10- DİRİLİŞ (İlk Çağ, 307. yıl)

137 29 0
                                    

Potra ve madenciler hızlıca geldikleri yarığın içine girerek soluk soluğa kaleye indiler. Onları meraklı gözlerle karşılayan Arkadhril oldu. "Babam delirmek üzere, öfkeli bir şekilde her yerde küreyi ve muhafızları arıyor. Annem sakinleştirmeye çalışı..." derken ortalık aniden gündüz gibi aydınlanmıştı. Korkuyla hepsi dağın zirvesine baktı. Elektrik kümesi o kadar çok büyümüştü ki resmen güneş gibi etrafa ışık saçıyordu. Birdenbire  biriken tüm enerji bulutlardan küreye doğru hücum etti ve şiddetli bir şekilde çarptı. Dağ sarsılmıştı. O kadar çok ses çıkmıştı ki kaledeki herkes uyanmış korku dolu gözlerle bir yandan ne olup bittiğini anlamaya çalışırken diğer yandan da çınlayan kulağını eliyle tıkıyordu.

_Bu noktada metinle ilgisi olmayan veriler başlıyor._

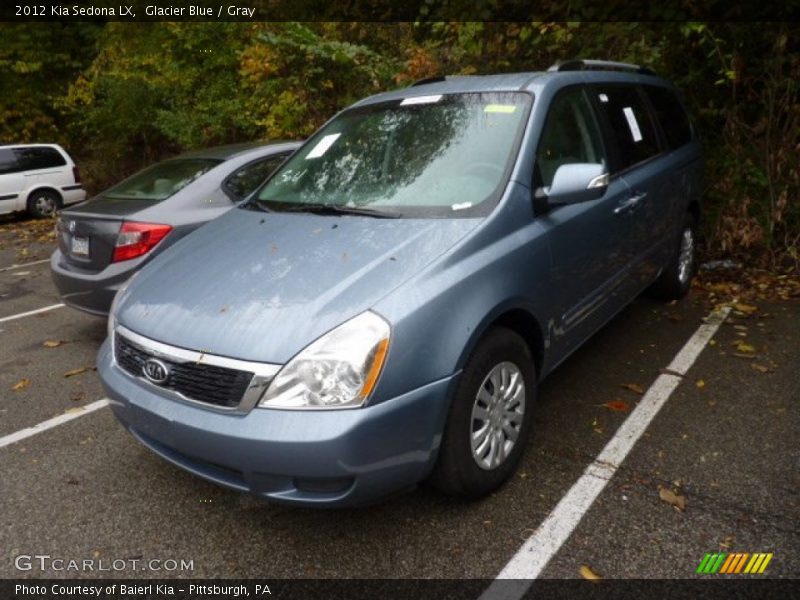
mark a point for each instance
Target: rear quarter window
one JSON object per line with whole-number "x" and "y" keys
{"x": 671, "y": 116}
{"x": 242, "y": 182}
{"x": 8, "y": 161}
{"x": 629, "y": 124}
{"x": 39, "y": 157}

Yağmur ve fırtınaya sebebiyet veren kara bulutlar yavaşça dağıldı. Küre sapasağlamdı ve içinde biriken enerjiyi berraklaşan gökyüzüne doğru fışkırtmaya başladı. Ardından gökyüzünde net olarak seçilebilen altı adet buz mavisi renginde ışık kümesi gözüktü ve bir süre sonra hepsi ardında yıldırım izi bırakarak yeryüzünün farklı yerlerine doğru yol aldı. Savrularak yeryüzüne inen enerji; kuzeybatıda Uzun Karlı Orman'a, doğuda Sivri Tepelere, güneyde Sonsuz Orman'a, güneydoğuda Üç Dağlara, kuzeydoğuda Soğuk Körfez'e ve merkezdeki Ulu Çam Ağacı Ormanı'na vurdu. Kimse ne olduğunu anlayamadı. Hissedilen tek şey vardı o da korkuydu. Lorful koşarak yanlarına geldi. "Babanıza bir şey oldu! Çabuk gelin!" diye yalvarır bir ses tonuyla bağırdı. Hemen peşinden gittiler. Lorful koşarken bir yandan da telaşlı telaşlı Potra ve Arkadhril'e anlatıyordu. "Ne olduğunu anlamadım! Kale sarsıldı ve ben kulağımdaki çınlamayla baş ederken babanızı yerde gördüm, hiç hareket etmiyordu! Vücudu kaskatı kesilmiş halde öylece duruyordu!"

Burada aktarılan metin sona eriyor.